Sorry, got that mixed up somehow. But though “Truncate” can detect them, when set to “truncate to 0.0 seconds” it only reduces a 20 ms dropout to a 6 ms dropout. Still noticeable.
And since I’d have to manually select the silences to act on, even if it worked, it’s not useful in this case.
I specified “dead silence” because I know in speech normally there is a background. Maybe a noise gate was used. I do that sometimes, but the filter I use doesn’t create glitches like this.
In the current 2.1.2 version of Audacity, the detected “silence” (below the detection threshold) may be reduced to zero.
However, this is academic if the silence between words is “absolute silence” because there is no way that Audacity can know what is “intentional” silence and what is a flaw.
There is simple criterion: silence >5ms and < 25ms. That should not catch any of the inter-word pauses. But none of the silence detectors I’ve found have such a setting.
But none of the silence detectors I’ve found have such a setting.
Too specific.
If you were to develop such a tool, Audacity stands ready to consider your submission.
You didn’t hear back from the content developers? Maybe they know and they’re just getting tired of hearing about it.
ACX/AudioBook has two levels of testing to guard against problems like this. There is the standards robot which blindly tests for noise, loudness and peak distortion and then there’s Human Quality Control. This would never have made it past HQC.
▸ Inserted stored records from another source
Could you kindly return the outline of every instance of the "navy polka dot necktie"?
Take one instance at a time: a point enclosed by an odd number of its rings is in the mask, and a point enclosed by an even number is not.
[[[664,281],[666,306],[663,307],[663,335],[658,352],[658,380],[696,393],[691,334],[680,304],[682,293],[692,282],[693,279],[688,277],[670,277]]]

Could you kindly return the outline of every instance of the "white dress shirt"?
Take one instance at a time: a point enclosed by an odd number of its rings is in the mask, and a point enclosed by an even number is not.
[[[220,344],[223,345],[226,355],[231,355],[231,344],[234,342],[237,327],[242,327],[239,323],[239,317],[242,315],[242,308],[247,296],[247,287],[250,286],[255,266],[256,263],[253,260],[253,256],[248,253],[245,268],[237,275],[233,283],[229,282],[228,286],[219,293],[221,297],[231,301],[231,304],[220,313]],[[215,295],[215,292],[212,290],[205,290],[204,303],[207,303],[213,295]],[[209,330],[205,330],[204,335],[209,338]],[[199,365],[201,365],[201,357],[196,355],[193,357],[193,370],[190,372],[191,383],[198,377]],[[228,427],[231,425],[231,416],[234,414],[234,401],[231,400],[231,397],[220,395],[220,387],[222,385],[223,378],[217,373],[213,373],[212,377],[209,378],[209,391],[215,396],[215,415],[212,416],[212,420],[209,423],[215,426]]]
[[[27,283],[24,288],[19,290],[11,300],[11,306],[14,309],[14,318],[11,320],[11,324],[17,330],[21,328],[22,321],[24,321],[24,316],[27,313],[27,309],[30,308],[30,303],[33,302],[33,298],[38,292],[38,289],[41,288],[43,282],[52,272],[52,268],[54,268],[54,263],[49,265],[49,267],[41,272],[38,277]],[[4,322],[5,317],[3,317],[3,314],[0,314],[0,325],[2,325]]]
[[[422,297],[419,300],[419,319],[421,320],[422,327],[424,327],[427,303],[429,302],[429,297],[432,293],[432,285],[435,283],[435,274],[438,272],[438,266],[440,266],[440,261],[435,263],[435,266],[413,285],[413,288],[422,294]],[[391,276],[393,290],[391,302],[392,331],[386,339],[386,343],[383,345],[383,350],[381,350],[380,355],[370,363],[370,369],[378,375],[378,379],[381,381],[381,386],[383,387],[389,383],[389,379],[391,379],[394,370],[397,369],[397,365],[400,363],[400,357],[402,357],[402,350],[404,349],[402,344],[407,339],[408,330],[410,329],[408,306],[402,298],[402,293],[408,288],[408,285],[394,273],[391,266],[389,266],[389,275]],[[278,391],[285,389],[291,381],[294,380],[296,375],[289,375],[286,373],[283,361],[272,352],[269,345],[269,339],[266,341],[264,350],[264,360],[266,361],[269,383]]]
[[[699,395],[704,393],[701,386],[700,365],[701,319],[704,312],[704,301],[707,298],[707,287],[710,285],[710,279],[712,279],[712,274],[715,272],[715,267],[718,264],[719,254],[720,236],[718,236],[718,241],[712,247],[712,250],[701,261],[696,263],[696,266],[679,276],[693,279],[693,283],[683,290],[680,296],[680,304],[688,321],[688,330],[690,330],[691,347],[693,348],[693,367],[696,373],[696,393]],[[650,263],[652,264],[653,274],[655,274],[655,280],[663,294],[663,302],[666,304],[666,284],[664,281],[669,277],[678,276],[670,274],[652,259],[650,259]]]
Of course I don’t mean those numbers should be hard wired. But, as I mentioned, the existing effects all let you select for silence longer than a given threshold, but not shorter, or in a specific range.
If you were to develop such a tool, Audacity stands ready to consider your submission.
I’m not going to spend a few months learning how to code Audacity plugins. And I don’t expect anyone to do it for me.
It does seem like it would be a simple extension to existing effects though.
It does seem like it would be a simple extension to existing effects though.
I doubt it’s an extension. I’m guessing you’re talking about crumpling up and throwing away about a third of the plugin.
It might be handy, but you’re the first poster I know to ask for it. Also, there’s the requirement to change the user interface and user instructions. I’ve done instructions. They’re not fun.
We’re considering changes one of the Generate tools because it was so universally comprehensive and broadly versatile nobody could figure out how to use it.
Of course, Silence Finder and Sound Finder should have this ability. There is an experimental Sound Finder in circulation that does what you want, but not as far as I know a Silence Finder.